Ornée d’un design très sympa (avec une image différente pour chaque morceau), la version vinyle de Midnight Walkers est courte avec 27 mn réparties en 9 pistes, tandis que le CD comporte tout de même 13 pistes, soit 10 mn de plus. Le premier titre « Commando » introduit les trois “muskateerz” dans une veine assez Ragga, avec toutefois les habituelles sonorités du sound system alliant skank électro et beat assez massif. S’enchaîne le fameux « Brest Bay », devenu l’hymne des trois lascars dès sa sortie. Il y a de quoi : des grosses basses, une instru reconnaissable entre mille et le flow de Pupajim si particulier, ‘’back to the roots, back to the basics’’ comme ils disent, et c’est ça qu’on aime ! Ode décalée à leur port de pêche favori, on a là tous les ingrédients du Dubadub, avec toutefois cette ambiance très nocturne commune à quasiment tous les titres de l’album. Basé sur un rythme plus rapide,  « Boat People » est aussi plus sérieux : Pupa relègue au second plan ses habits de MC pour délivrer le message des ces milliers de gens perdus en mer lors du voyage vers le Graal européen. Finalement, « The Bar » constitue le seul morceau Reggae Digital au sens propre du terme de ce LP. L’atmosphère est plus relax, surfant (en gros !) sur le mythe de la descente bretonne, mais la piste se termine -heureusement !- avant d’avoir atteint le dimanche matin… « Midnight Walkers » est un instrumental efficace : de grosses basses et un hi-hat “crispy”. On ressent les influences Techno du groupe, encore que le Dub n’est jamais loin avec et des samples de cor. Derrière son aspect “crépusculaire”, « Entertainer » envoie bien lui aussi, notamment grâce à ces bruits de paquebots qui rehaussent l’instru de base.

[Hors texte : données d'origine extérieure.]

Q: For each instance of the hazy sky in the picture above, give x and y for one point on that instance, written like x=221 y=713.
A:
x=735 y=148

Des fréquences basses également sur « Muskateer Swords », où le trio s’aventure sur un terrain Hip Hop peu habituel. Beaucoup de profondeur dans ce morceau, et le flow de Pupa qu’on qualifierait presque de spoken word. Comme son nom le laisse deviner, « The Big Bree » est plus Roots, tant au niveau des paroles que du beat proche du vieux Dancehall à la Yellowman, en plus aiguisé toutefois. Plus mystique aussi, on est même surpris par la voix qui clôt ce titre, semblant tout droit sorti d’une création de Kraftwerk (encore que le thème des arbres ne constitue pas le sujet favori de ces derniers!). « Home Made » est sans doute la piste la plus déconcertante de Midnight Walkers. On se croirait débarqué en plein Golden Age californien, entre sons nasillards légèrement cheaps et incursions régulières de gros chœurs. C’est d’ailleurs tout à fait ce qui était recherché puisque “for the west coast” est scandé à la fin du morceau… Vient ensuite « Dub It », un morceau Dubadub dont la rythmique binaire et le flow entraînant le définissent comme un titre très club. « Holiday Today » est lui aussi très Electro, Rootystep et Mac Gyver sont d’ailleurs seuls aux manettes. Idem pour « Speaker Box », aux accents “sound system”. Enfin, l’album se clôt sur un nouveau titre club, «  Automatic Attack », morceau assez Dance utilisant la recette monté + gros beat, loin d’être mauvaise cependant.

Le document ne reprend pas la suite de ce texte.